People ask you when you’re going to write a real book, and your ambition also thinks this mightn’t be a bad idea. It wakes you up in the morning, walks right over your head with its furry paws, and then you have to feed it, because ambition has claws. You want to write something original, but other books keep creeping in. You don’t want to write another lesbian romance novel, but what is the acceptable level of lesbians and romance one can include in a book before it becomes a lesbian romance novel? One character? Two? Can there be love? Male characters get to fall in love all the time without their books getting labeled Romance Novels, though respectable male characters are less soppy in general. Perhaps women write stories about gay men because they’re desperately trying to make male characters seem interesting. You decide that kissing is all right. Maybe strip poker. Quiet games for love. Wait, what are they doing? You didn’t say they could do that.

In your dreams, the shades of other stories cluster around you, mewling, until you wake up and realize it’s just your ambition, sitting on your chest. You shouldn’t have read all those books. You shouldn’t have eaten that pomegranate. Where’s the well from which you can drink and do the forgetting necessary to write something original, and why are you the only one who’s expected to drink from it?

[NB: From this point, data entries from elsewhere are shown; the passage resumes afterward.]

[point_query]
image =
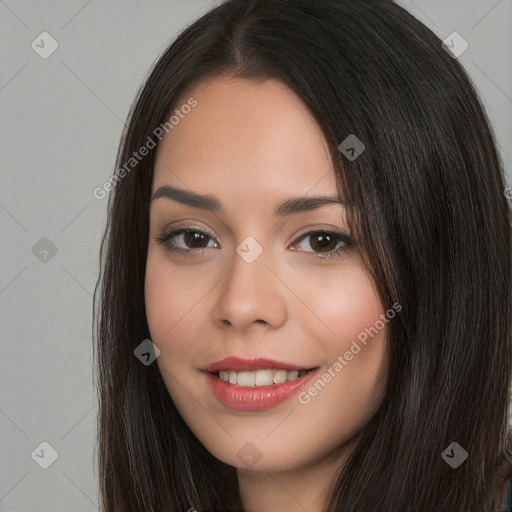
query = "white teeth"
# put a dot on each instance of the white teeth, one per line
(259, 377)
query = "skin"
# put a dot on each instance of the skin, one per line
(253, 145)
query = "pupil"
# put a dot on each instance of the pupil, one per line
(193, 236)
(324, 240)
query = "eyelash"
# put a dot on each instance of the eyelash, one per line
(166, 239)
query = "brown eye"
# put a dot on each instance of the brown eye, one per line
(326, 244)
(195, 237)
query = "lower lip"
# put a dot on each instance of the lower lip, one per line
(256, 398)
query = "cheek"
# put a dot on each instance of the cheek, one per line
(342, 302)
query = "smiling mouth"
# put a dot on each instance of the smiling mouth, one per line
(261, 377)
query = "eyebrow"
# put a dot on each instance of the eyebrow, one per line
(212, 204)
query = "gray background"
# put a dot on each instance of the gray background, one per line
(61, 123)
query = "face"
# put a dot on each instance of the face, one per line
(246, 279)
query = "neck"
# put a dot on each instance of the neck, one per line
(305, 489)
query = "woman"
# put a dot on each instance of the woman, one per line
(341, 336)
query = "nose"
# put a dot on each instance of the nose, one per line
(250, 294)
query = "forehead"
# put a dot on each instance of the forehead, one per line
(245, 135)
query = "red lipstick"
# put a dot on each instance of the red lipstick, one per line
(258, 363)
(254, 398)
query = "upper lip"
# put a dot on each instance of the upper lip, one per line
(257, 363)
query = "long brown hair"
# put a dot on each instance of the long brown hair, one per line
(425, 199)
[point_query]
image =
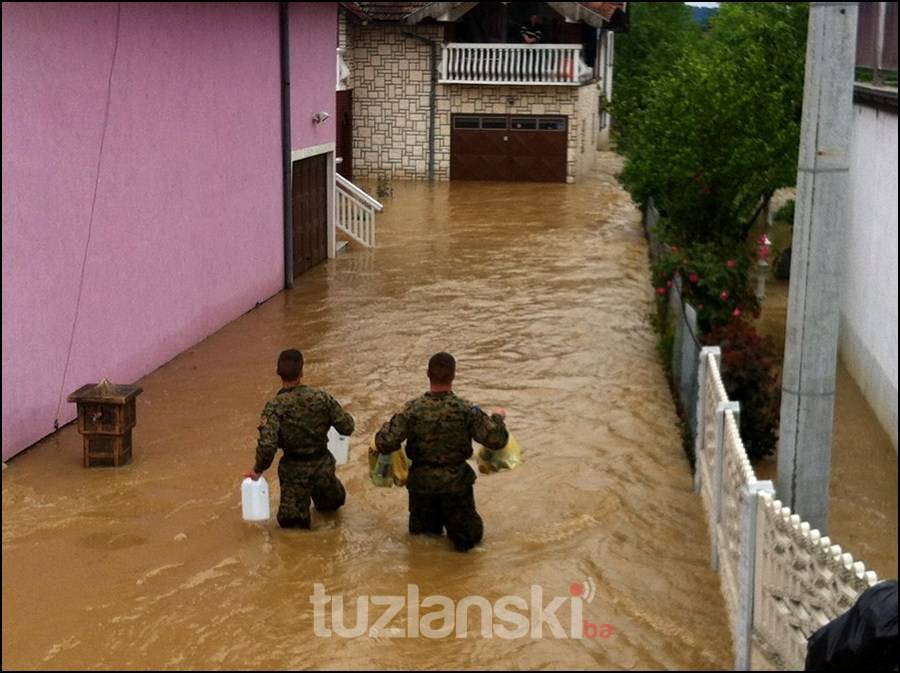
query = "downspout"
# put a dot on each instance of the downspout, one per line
(432, 100)
(287, 187)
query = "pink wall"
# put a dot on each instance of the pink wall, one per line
(187, 230)
(313, 28)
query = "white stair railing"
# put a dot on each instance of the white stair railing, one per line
(354, 211)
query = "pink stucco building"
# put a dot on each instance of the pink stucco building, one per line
(143, 174)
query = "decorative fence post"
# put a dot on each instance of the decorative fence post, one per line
(719, 460)
(747, 573)
(699, 439)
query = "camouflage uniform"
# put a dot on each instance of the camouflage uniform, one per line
(297, 421)
(439, 429)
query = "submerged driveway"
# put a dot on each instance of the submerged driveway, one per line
(541, 292)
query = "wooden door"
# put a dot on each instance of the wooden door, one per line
(509, 148)
(310, 212)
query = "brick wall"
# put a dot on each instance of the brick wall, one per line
(391, 74)
(391, 105)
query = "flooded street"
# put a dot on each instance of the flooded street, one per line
(863, 514)
(541, 292)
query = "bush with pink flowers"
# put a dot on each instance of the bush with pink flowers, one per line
(716, 284)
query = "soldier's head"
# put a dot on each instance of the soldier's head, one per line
(441, 369)
(290, 365)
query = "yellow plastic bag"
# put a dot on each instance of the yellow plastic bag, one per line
(395, 473)
(507, 458)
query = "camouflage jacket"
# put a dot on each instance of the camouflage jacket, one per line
(296, 420)
(439, 429)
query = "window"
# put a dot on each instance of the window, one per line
(523, 124)
(465, 123)
(493, 122)
(552, 124)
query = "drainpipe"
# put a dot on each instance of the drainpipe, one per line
(432, 99)
(284, 48)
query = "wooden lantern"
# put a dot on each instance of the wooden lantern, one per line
(106, 415)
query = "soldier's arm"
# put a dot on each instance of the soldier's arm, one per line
(489, 431)
(392, 433)
(340, 419)
(267, 445)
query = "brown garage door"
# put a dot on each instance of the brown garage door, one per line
(518, 148)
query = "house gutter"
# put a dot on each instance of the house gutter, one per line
(284, 49)
(432, 100)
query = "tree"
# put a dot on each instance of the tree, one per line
(718, 130)
(660, 33)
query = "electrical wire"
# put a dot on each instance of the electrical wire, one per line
(87, 242)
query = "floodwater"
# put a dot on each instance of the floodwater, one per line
(863, 508)
(541, 291)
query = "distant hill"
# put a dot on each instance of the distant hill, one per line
(702, 15)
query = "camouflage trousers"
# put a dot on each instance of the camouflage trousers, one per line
(304, 481)
(432, 512)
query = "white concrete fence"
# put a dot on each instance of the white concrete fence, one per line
(781, 579)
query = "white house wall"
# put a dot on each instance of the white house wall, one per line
(868, 341)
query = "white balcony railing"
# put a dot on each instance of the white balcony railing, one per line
(465, 63)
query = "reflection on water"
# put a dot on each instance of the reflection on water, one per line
(541, 291)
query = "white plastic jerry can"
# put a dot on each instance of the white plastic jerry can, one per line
(339, 445)
(255, 499)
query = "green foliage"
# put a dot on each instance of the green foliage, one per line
(749, 375)
(659, 34)
(718, 129)
(715, 283)
(786, 213)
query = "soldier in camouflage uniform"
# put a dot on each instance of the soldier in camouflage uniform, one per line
(296, 420)
(439, 428)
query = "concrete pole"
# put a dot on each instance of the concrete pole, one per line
(810, 358)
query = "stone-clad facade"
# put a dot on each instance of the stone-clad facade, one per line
(391, 75)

In a faraway city, you step into a cab, take the bridge over a river as black as ink, wait for the chill to ease out of your bones. What did Pixérécourt say? I’m writing for those who can’t read? Maybe you can adapt that somehow: I’m writing breathlessly for those who can’t breathe. It needs work. “I liked your last book,” says the cab driver. “It was juicy. The Great Gatsby, right? But with lesbians.”


Lauren Naturale‘s writing has appeared in The Toast, Cicada, Bitch, Phantasm Japan, and elsewhere. She likes literary fantasy, the gothic, historical fiction, and sensational things to read on trains; she would like to talk to you about Wilkie Collins. She taught English at UC Berkeley for several years, but she’s in Brooklyn now and is not going back. @lnaturale on twitter, compulsively.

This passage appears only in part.